OCR has been used to scan books and other printed documents for years, but it’s not well suited for the material in the Secret Archives. Traditional OCR breaks words down into a series of letter-images by looking for the spaces between letters. It then compares each letter-image to the bank of letters in its memory. After deciding which letter best matches the image, the software translates the letter into computer code (ASCII) and thereby makes the text searchable. This process, however, really only works on typeset text. It’s lousy for anything written by hand—like the vast majority of old Vatican documents.

It will take years before this effort is complete, and it's not clear how many of the texts can be digitized in this way. But I have a feeling that magicians will likely be pleased with the results. There probably are a few grimoire texts stored away down there that haven't seen the light of day in a very long time. I'm hoping that the digitized archive will be made public and searchable, and when it is I'll be sure to add a link to it from Augoeides along with those to the Enochian source texts and some of the other links I've complied here.

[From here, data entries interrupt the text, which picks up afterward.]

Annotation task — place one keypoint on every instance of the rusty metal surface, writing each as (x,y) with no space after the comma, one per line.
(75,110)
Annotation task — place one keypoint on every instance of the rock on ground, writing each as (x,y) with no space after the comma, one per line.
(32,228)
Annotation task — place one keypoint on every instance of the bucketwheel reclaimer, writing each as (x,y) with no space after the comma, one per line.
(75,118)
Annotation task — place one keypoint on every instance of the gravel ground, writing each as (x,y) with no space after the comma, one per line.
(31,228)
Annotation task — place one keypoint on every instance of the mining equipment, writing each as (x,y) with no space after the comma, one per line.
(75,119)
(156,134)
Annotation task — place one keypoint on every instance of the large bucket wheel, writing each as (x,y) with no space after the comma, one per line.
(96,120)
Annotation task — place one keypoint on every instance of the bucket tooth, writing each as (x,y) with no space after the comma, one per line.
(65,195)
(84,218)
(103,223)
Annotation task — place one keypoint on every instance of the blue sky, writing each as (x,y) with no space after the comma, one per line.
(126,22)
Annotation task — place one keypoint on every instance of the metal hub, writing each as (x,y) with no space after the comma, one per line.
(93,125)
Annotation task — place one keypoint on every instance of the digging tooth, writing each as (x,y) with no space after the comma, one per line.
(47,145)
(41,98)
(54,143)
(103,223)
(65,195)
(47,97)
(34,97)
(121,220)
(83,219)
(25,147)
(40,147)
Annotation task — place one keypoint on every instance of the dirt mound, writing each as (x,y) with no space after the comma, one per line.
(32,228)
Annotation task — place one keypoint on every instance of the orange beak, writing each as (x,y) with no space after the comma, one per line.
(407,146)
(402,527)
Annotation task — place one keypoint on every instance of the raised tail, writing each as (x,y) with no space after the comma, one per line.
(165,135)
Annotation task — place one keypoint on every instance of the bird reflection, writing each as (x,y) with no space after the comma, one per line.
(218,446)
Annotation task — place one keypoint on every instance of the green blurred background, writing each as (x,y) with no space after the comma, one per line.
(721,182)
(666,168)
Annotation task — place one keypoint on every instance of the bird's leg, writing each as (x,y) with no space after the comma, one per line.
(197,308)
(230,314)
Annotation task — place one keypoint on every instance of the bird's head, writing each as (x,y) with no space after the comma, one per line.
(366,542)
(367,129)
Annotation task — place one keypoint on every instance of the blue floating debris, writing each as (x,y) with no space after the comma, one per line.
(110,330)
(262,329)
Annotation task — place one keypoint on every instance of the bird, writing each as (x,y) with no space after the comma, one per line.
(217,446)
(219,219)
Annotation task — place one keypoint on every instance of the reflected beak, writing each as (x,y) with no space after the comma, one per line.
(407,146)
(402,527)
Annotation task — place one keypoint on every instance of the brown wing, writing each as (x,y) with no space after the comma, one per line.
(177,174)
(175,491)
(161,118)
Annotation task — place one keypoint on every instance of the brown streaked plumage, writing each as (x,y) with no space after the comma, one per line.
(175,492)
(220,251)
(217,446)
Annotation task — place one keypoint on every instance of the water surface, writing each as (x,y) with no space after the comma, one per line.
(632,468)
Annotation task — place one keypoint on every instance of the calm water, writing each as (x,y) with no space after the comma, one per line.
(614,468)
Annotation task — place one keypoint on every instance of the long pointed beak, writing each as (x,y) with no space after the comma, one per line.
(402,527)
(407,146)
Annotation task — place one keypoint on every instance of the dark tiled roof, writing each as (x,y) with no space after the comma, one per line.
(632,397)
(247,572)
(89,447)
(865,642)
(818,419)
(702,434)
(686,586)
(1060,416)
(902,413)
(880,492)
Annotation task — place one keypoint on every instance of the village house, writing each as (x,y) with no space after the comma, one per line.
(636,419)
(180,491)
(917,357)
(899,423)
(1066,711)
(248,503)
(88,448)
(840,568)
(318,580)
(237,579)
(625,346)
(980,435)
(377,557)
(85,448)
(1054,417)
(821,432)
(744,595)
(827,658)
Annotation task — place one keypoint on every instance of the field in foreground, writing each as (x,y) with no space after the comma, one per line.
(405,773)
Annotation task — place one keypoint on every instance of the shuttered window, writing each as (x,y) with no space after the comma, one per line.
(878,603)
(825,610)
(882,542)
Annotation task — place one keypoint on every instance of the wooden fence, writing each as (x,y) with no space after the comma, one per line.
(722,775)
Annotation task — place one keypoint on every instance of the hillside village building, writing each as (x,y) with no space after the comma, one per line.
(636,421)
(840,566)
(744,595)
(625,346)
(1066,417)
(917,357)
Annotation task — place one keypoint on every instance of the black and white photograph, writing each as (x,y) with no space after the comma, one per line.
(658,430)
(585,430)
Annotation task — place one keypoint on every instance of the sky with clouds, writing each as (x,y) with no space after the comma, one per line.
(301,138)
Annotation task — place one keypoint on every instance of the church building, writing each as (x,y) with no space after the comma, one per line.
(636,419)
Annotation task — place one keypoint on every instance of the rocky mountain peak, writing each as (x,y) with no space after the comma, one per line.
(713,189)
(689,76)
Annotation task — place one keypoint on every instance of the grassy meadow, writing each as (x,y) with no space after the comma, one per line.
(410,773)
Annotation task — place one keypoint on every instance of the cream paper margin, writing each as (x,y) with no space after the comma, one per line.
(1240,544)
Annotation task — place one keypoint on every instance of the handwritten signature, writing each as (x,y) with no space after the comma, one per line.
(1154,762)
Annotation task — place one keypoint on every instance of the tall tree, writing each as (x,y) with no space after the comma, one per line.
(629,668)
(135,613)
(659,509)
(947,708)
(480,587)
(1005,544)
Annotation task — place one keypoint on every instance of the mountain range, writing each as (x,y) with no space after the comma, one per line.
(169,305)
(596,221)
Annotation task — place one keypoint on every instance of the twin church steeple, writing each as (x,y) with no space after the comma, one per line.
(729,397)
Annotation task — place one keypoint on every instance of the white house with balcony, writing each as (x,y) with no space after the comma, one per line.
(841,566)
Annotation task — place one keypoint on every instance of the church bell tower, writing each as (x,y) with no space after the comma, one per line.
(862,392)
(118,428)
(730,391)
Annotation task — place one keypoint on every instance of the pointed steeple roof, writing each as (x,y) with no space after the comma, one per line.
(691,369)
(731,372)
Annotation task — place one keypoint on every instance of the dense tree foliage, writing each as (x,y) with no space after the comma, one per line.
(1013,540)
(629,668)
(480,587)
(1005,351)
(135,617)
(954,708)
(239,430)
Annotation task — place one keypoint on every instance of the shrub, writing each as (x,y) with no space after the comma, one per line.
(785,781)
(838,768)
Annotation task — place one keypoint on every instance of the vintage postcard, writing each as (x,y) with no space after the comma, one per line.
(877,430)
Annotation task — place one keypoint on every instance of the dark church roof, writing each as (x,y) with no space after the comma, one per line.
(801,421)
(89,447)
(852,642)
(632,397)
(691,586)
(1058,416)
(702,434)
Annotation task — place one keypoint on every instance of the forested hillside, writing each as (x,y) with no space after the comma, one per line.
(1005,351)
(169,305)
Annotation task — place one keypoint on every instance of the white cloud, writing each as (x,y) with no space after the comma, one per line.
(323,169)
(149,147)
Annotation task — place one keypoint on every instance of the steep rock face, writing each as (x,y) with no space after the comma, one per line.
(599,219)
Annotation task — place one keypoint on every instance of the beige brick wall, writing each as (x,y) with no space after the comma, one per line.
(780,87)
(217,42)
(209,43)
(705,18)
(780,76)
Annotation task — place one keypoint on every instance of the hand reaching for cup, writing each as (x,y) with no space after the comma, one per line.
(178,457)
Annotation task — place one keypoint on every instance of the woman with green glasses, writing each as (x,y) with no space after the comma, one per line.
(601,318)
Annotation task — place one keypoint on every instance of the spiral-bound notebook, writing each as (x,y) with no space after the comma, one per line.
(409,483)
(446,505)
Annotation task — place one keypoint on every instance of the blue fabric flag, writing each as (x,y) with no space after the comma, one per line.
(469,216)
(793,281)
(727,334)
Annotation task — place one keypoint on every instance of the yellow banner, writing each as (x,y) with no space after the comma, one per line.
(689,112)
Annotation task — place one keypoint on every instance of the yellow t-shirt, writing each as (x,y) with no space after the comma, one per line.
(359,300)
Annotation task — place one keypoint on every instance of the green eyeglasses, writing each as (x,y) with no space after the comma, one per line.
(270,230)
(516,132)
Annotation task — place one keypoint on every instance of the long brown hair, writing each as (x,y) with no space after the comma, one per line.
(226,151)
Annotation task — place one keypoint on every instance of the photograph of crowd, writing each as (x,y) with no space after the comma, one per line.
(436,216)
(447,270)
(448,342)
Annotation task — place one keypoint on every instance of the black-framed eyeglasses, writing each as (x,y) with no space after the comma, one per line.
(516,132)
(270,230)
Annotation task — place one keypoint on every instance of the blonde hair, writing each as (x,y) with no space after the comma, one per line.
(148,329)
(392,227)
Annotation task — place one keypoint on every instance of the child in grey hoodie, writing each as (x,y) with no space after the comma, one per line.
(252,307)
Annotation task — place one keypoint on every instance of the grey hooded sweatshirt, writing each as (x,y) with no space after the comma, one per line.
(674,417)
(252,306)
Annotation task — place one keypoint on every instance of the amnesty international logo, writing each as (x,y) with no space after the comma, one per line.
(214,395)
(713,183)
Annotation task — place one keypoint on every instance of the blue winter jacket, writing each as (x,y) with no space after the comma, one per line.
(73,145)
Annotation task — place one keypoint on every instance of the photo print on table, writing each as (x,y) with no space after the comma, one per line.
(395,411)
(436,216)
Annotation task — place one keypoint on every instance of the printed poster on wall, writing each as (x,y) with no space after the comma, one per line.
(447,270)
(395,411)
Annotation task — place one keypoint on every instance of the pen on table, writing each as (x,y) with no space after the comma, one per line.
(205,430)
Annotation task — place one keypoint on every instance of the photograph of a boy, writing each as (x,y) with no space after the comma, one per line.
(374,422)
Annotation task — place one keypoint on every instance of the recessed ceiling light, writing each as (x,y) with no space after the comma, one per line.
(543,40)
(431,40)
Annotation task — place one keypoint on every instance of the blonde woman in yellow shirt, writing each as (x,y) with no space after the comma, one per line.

I can only imagine what medieval magicians would have made of the digital age and the Internet. Back then, you would have been lucky to get your hands on even one or two grimoires and you just practiced with what you had, making comparison and critical analysis impossible. Now more material is made available every day, and the issues have more to do with identifying the most useful information and weeding out the rest. But that's a far better problem to have than scarcity and inaccessibility.

Technorati Digg This Stumble Stumble


Unknown said...

Even without OCR technology, there's no reason why they couldn't just scan the pages as a series of images and compile them into a digital document in the meantime. It's been/being done elsewhere and I don't understand why the Vatican's approach would be any different while the software is being refined, as it most likely always will be. It's still better than having a bunch of scribes type everything manually :P

Scott Stenwick said...

I think the idea behind using OCR is that will make the documents searchable. Images of the pages could certainly be created and archived somewhere for preservation, but that does nothing to address the sheer number of documents in the archives that researchers have to go through to find anything useful.